Friday, September 9, 2016

Takjub

Sekitar 20 tahun lalu, tak sengaja seorang anak kecil menemukan buku cerita dengan ketebalan 1 cm berukuran kira-kira 6 x 18 cm di antara tumpukan rak buku ayahnya. Pada sampulnya yang usang tertulis judul "Wali Songo". Hanya itu yang terekam, kata atau kalimat sebelum dan sesudahnya dia sudah tak ingat. Saat itu, dia masih duduk di bangku madrasah setara SD, tepatnya kelas berapa dia pun sudah tidak mengingatnya. Satu yang jelas, buku itu sudah tidak ada sekarang, terakhir kali ia ingat sekali, buku itu dipinjam guru ngajinya. Beberapa kali minta dikembalikan, tapi guru yang juga mengajarkan ia dan teman-temannya shalawat keliling desa itu selalu menjawab, "Sebenernya saya sudah selesai membacanya, tapi, saya harus baca ulang lagi dua atau tiga kali agar bisa menghafal ceritanya untuk diceritakan ke teman-temanmu."

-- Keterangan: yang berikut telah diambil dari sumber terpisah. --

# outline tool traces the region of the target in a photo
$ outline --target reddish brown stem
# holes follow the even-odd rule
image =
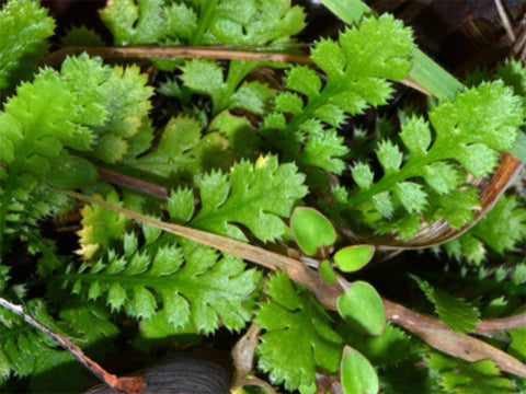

Anak kecil itu tentu saja merasa bangga karena bukunya, bukan.. buku ayahnya, dipinjam orang dewasa. Hanya saja sialnya, buku itu tak pernah kembali. Sekarang dia penasaran dan ingin membacanya kembali. Saat itu, ia senang membaca buku itu karena ceritanya seolah sedang membaca dongeng atau cerita-cerita superhero. Ia sama sekali belum mampu memahami maksud dan pesan kebaikan dari kisah-kisah dalam buku itu. Atau mungkin tanpa sadar dia sudah memahaminya? Ia juga tidak yakin. Namun, yang pasti diyakininya hingga saat ini, ia mempercayai kisah-kisah tersebut seratus persen. Tanpa bertanya kenapa bisa begini, kenapa bisa begitu. Kenapa tokohnya bisa terbang, kenapa tokohnya bisa menghilang. Ia benar-benar percaya itu semua bisa terjadi, tetapi juga sekaligus meyakini bahwa dia tidak bisa melakukan seperti tokoh-tokoh tersebut. Apakah dia memiliki keinginan seperti tokoh itu? Benar, saat itu ia ingin bisa terbang. Tapi, ia harus menerima kenyataan bahwa dia tidak bisa. Seharusnya ia bisa menggunakan perihal ini untuk membantah perkataan ibunya yang sering membandingkan dirinya dengan orang lain. "Temanmu saja bisa juara satu, kenapa kamu tidak bisa?" Lagi-lagi, dia masih anak kecil yang harus menerima kenyataan bahwa ternyata dia bukan anak yang pintar dan merasa tidak habis pikir kenapa dia hanya mampu mendapat juara dua.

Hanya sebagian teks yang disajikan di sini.